Dr. Kara Dodge, sea turtle ecologist at the Aquarium’s Anderson Cabot Center for Ocean Life, answers our most frequently asked questions.

Did we miss your question? Keep them coming! And remember to keep following along on Munchkin’s Journey

Does wearing a tag put Munchkin at risk since people know where she is?

Although location data from our GPS tag is highly accurate (within about 30 meters), it would still be very difficult to locate Munchkin at sea since tag transmissions are intermittent and she is always on the move. Loggerheads are constantly diving, so the probability of encountering her at the surface is very small. As researchers, we find this cryptic behavior frustrating since we sometimes need to relocate tagged turtles! On the other hand, tag data could actually benefit turtles since the tags can help identify “high-use” areas that can be relayed to fishermen or others in real time and help them avoid unwanted interactions with protected species.
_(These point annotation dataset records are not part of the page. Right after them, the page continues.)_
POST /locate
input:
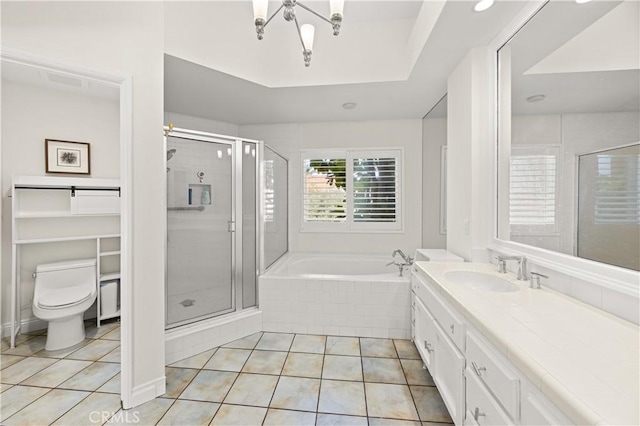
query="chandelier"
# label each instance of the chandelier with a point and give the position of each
(306, 31)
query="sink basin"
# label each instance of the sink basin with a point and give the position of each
(481, 282)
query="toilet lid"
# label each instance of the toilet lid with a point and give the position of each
(63, 297)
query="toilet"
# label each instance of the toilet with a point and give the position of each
(63, 292)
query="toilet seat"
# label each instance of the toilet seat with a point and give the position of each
(64, 297)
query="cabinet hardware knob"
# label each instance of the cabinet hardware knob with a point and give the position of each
(478, 370)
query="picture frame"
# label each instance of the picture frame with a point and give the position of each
(67, 157)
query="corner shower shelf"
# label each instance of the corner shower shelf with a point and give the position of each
(42, 206)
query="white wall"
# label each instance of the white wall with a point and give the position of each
(434, 137)
(30, 115)
(470, 149)
(124, 38)
(289, 139)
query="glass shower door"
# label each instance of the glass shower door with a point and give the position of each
(200, 270)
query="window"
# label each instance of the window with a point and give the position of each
(533, 190)
(351, 190)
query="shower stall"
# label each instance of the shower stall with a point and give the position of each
(215, 224)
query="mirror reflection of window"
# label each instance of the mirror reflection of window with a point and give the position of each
(569, 85)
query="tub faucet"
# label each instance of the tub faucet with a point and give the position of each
(522, 266)
(407, 259)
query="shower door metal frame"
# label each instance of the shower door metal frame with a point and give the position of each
(236, 209)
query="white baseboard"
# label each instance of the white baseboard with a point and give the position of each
(26, 326)
(148, 391)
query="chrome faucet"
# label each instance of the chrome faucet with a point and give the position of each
(407, 261)
(522, 266)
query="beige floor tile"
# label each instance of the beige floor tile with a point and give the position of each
(94, 350)
(381, 348)
(9, 360)
(342, 368)
(92, 377)
(265, 362)
(148, 413)
(406, 349)
(112, 335)
(25, 369)
(338, 397)
(289, 418)
(309, 344)
(57, 373)
(62, 353)
(196, 361)
(97, 408)
(338, 420)
(296, 393)
(275, 342)
(190, 413)
(47, 409)
(112, 386)
(390, 401)
(113, 356)
(252, 389)
(343, 346)
(430, 405)
(303, 365)
(210, 386)
(228, 359)
(248, 342)
(391, 422)
(18, 397)
(416, 373)
(383, 370)
(177, 380)
(239, 415)
(28, 347)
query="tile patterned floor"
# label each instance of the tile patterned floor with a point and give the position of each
(265, 378)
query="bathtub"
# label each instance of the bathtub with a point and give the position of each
(341, 295)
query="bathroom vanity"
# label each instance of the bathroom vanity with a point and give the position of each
(503, 353)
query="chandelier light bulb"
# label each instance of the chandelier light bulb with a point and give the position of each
(260, 9)
(483, 5)
(337, 7)
(307, 32)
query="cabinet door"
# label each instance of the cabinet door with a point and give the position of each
(425, 336)
(449, 375)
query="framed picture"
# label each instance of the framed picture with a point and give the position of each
(67, 157)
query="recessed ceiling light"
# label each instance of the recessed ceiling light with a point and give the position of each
(536, 98)
(483, 5)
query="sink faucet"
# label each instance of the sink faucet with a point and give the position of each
(407, 261)
(522, 266)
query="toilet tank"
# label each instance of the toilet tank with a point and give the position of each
(67, 273)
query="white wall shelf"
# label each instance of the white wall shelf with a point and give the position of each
(43, 213)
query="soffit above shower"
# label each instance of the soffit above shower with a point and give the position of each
(392, 57)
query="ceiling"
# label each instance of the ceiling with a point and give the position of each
(392, 58)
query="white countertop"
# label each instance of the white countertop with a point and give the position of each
(583, 359)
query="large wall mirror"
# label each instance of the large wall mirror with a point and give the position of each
(569, 132)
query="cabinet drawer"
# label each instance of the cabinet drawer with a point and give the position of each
(451, 322)
(483, 409)
(499, 379)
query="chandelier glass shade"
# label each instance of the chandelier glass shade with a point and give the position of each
(306, 32)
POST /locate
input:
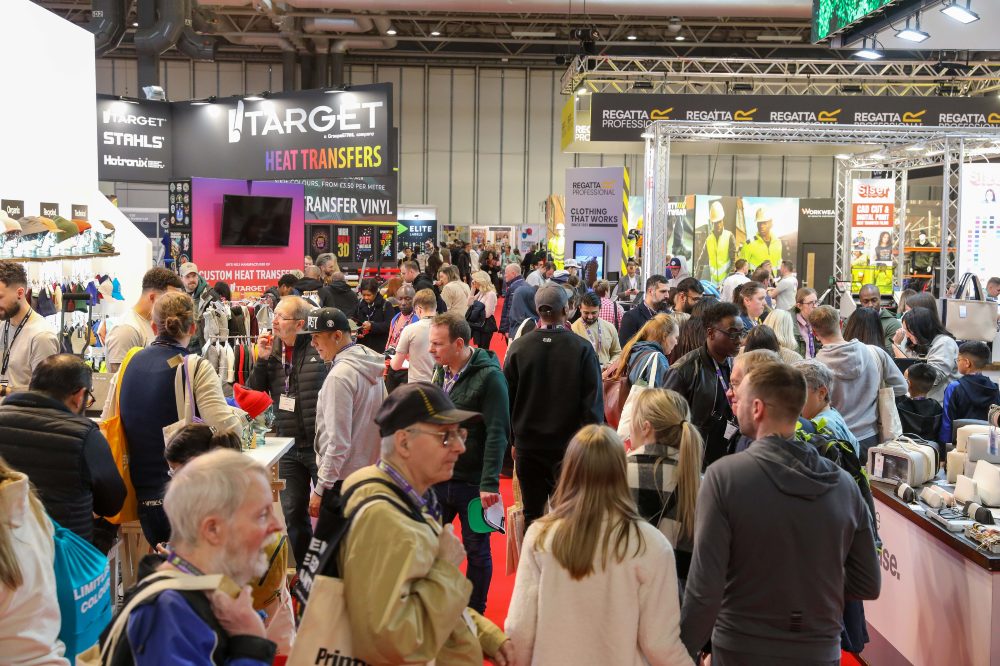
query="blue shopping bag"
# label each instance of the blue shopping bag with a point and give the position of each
(83, 586)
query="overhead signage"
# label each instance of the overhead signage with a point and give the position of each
(311, 134)
(624, 117)
(133, 140)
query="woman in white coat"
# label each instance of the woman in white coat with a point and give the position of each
(594, 553)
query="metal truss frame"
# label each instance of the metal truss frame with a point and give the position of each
(779, 76)
(898, 151)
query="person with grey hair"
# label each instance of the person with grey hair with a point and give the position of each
(221, 518)
(421, 614)
(819, 385)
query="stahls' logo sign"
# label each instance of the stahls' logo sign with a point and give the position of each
(351, 117)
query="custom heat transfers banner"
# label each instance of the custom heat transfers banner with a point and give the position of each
(979, 227)
(872, 219)
(301, 135)
(624, 117)
(596, 205)
(134, 140)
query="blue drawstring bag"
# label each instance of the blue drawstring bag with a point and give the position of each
(83, 586)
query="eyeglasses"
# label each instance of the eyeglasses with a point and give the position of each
(448, 437)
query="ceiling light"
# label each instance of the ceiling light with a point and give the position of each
(960, 14)
(913, 34)
(532, 33)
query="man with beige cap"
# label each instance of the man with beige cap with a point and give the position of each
(721, 245)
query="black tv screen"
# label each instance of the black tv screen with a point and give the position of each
(255, 221)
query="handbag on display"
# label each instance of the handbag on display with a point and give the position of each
(114, 431)
(888, 425)
(970, 319)
(83, 589)
(625, 420)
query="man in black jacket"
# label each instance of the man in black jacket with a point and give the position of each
(652, 303)
(702, 377)
(44, 434)
(291, 372)
(555, 389)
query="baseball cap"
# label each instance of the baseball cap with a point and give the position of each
(550, 298)
(327, 320)
(420, 402)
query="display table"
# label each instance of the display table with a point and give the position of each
(940, 598)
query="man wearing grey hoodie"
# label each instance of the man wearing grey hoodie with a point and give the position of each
(782, 539)
(347, 437)
(858, 371)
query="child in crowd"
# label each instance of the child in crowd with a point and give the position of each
(971, 396)
(917, 413)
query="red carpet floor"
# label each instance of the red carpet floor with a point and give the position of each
(502, 585)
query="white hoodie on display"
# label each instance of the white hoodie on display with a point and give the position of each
(347, 438)
(857, 379)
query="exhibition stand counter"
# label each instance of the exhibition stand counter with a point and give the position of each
(940, 598)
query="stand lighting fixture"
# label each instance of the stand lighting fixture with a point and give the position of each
(958, 13)
(913, 34)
Munchkin seems to be hanging out in one particular area. What is she doing?

Munchkin has honed in on the mid-shelf area off New Jersey, a prime loggerhead foraging habitat based on other tagging studies in the area. We can see small, clock-wise loops in her horizontal track that suggests she might be taking advantage of small-scale surface eddies. She is also making long dives to the bottom, where she is likely feeding on benthic prey such as crabs and other invertebrates.
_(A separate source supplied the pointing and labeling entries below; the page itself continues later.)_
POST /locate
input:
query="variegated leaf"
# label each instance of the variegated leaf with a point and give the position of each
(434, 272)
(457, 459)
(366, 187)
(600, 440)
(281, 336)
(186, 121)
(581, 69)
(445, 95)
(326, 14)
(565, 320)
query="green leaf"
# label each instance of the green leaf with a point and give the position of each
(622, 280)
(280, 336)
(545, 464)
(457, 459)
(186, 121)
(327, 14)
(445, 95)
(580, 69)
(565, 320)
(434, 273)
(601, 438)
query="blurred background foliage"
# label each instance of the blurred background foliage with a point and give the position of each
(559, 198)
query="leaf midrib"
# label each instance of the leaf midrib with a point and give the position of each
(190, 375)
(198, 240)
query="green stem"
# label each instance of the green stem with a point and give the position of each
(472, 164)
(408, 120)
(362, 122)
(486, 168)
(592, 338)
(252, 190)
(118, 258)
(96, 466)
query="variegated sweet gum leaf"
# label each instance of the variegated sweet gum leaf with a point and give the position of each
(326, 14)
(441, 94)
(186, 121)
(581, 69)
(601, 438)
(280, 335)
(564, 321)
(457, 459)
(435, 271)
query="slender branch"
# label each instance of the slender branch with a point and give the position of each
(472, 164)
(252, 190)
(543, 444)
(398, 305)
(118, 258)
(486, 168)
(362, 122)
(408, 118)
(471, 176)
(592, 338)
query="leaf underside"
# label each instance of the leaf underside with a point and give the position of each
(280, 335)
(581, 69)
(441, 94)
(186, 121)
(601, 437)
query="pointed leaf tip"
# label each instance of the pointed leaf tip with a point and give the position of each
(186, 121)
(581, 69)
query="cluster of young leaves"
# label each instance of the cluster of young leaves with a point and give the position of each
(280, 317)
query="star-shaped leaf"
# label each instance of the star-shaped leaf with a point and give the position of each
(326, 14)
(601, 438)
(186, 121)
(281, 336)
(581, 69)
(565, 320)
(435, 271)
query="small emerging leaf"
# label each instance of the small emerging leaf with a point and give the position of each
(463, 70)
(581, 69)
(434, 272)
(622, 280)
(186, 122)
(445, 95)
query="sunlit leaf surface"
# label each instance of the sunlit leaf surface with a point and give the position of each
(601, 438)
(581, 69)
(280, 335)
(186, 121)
What’s wrong with the other turtles on the map? 

For a few months, Munchkin shared her tracking map with three other released turtles— Sticky Buns, Apple Turnover, and Canadian Maple Bacon. After awhile, their trackers stopped transmitting, making it look like they were smack-dab in the middle of a New York City vacation! Don’t worry, these turtles were not in the middle of Manhattan, no matter what the map said. So what happened? The tags on these three turtles are not GPS units, so they are inherently less precise. Turtles that spend time close to the coast may appear on land since there is more error in locations calculated from the Argos satellite system. Their tags also appear to be “biofouled,” which means there is some natural growth (algae, barnacles) covering their wet/dry sensors. There’s a possibility the tags will start transmitting again if the turtles move into colder water, but no guarantee. Fortunately, our girl Munchkin is spending plenty of time in cold, bottom water and her tag isn’t having any issues with biofouling.

Munchkin on beach
Munchkin's transmitter tag is small compared to her body size.

Does the tag bother her? Or get in her way?
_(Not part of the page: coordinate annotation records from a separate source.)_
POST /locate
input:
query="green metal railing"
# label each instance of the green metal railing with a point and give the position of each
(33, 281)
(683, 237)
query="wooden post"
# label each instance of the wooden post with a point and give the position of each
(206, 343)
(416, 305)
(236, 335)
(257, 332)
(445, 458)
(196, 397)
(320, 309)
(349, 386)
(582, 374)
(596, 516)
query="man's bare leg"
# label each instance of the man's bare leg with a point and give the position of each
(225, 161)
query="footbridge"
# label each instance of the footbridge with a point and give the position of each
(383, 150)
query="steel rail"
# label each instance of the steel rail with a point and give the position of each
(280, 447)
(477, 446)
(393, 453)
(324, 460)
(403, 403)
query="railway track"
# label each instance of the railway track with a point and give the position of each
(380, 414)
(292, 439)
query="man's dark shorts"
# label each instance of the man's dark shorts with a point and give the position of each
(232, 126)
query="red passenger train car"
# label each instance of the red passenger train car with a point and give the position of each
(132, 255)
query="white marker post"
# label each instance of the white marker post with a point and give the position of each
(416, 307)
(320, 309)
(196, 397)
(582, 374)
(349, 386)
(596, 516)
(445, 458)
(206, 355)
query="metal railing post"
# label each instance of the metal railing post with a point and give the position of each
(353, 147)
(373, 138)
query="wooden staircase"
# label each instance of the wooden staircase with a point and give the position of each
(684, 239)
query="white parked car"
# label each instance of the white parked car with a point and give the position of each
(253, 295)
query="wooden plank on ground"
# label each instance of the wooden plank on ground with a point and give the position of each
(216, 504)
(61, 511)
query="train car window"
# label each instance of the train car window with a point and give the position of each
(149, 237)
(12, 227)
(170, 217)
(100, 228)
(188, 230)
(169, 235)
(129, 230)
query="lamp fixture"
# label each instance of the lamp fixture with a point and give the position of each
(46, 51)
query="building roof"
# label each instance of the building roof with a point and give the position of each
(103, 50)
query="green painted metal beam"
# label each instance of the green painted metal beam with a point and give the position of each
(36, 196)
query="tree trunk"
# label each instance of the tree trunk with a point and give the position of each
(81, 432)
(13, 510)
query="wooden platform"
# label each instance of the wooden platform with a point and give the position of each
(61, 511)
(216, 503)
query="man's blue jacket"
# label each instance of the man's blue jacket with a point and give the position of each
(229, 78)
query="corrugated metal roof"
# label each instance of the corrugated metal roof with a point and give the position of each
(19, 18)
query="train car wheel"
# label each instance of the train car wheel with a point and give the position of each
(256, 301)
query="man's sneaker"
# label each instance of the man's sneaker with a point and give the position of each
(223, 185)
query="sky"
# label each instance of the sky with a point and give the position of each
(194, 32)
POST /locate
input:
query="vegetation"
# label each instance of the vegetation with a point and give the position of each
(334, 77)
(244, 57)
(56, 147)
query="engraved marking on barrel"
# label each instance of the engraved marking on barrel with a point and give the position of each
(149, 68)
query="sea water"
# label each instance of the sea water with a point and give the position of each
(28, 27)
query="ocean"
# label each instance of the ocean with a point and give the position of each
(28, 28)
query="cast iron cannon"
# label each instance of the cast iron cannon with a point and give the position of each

Any time you attach something to a wild animal, you have the potential to impact its behavior. When we attach tags to sea turtles, we try to minimize the footprint of the tag and use a hydrodynamic design to reduce impact to the turtle’s natural behavior. The combined weight of her tag and attachment materials is less than 1% of Munchkin’s body mass (best practices for sea turtles are 5% or less). Loggerheads are known for carrying heavy barnacle loads and other biota on their shells, and the temporary addition of this tag to her shell is unlikely to bother her and won’t impede her ability to swim and dive. We expect Munchkin to shed her tag within about one year.